Question

In: Finance

17. When interest rates fall, a fixed interest rate mortgage lender will experience the following except...

17.

When interest rates fall, a fixed interest rate mortgage lender will experience the following except

Select one:

a. the value of fixed mortgages will increase as a result of the fall in interest rate.

b. the value of the fixed mortgages will decline as a result of the fall in interest rate.

c. the mortgages may be repaid earlier and the lender may have to reinvest the proceeds at a much lower rare.

d. a negative cash flow may result if long-term mortgages are funded with short-term deposits.

18.

Mortgages are

Select one:

a. loans made to individuals or businesses secured by real estate.

b. securities backed by financial assets.

c. bonds issued by corporations and government.

d. long-term loans to finance business operations.

19.

Mortgages are ____ to the issuer (borrower) and ____ to the holder (lender).

Select one:

a. assets, liabilities

b. collateral, investment

c. investment, collateral

d. liabilities, assets

20.

____ risk is the risk that interest rates rise and the value of long term mortgages decline.

Select one:

a. Interest rate

b. None of the above

c. Default

d. Prepayment

-------

Please answer ALL correctly!

I will THUMB UP :)

Solutions

Expert Solution

17.

ANS is b. the value of the fixed mortgages will decline as a result of the fall in interest rate.

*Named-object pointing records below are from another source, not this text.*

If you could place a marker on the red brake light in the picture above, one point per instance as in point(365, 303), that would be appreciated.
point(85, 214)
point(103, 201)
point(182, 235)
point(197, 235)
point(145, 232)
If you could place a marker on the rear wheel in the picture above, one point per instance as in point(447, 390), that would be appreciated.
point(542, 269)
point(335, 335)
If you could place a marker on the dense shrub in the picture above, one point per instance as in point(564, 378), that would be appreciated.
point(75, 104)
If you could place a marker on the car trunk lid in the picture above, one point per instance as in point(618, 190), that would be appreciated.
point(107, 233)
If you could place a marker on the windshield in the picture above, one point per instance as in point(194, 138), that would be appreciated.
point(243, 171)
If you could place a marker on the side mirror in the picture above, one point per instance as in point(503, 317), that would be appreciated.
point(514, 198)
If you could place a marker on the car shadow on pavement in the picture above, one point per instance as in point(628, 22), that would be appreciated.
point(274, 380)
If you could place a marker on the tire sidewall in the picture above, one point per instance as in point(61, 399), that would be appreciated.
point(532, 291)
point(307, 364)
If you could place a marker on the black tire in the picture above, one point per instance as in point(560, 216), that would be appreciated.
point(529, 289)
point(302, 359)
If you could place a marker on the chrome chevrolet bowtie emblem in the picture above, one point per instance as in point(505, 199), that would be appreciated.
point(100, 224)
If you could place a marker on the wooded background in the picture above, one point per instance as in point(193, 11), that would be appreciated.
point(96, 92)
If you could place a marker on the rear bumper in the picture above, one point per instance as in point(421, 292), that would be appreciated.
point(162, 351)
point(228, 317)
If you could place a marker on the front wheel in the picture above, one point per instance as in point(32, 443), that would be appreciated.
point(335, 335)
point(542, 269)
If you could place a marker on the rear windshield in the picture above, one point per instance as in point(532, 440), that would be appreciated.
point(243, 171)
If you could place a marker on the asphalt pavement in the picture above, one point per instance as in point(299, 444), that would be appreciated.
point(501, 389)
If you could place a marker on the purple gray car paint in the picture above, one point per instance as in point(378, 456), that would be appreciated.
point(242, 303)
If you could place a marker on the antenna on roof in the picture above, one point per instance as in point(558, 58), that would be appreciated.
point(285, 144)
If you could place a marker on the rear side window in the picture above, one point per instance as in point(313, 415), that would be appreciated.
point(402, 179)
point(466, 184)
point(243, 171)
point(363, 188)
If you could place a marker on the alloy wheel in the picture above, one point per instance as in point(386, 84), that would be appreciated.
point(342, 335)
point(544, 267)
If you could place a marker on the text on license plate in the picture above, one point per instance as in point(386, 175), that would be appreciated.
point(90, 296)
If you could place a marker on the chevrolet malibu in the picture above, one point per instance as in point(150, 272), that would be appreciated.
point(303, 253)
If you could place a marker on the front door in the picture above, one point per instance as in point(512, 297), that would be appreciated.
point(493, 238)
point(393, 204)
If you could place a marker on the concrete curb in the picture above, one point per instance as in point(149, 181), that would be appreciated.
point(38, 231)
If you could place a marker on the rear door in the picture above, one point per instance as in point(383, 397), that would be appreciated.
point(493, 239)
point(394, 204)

Interest rate and the value of mortgage are inversely proportional. Hence if the interest rate deccline the value of mortgage will increase.

18

ANS is a. loans made to individuals or businesses secured by real estate.

Mortgages are generally long term loans made by the lenders ( individuals or business) against security ie real estate . If the borrower fails to pay the loan amount the same is recovered from selling the collateral kept.

19.

The ANS is d. liabilities, assets

The mortagages are laons made by the lenders to the borrower against collateral of property. Hence it is an asset to lender and liability to borrower.

20.

The ANS is a. Interest rate

Interest rate risk is the risk that the falling interest rates will lead to increase in value of the bond/ loan/ mortgages etc. Value and interest rate are inversely related.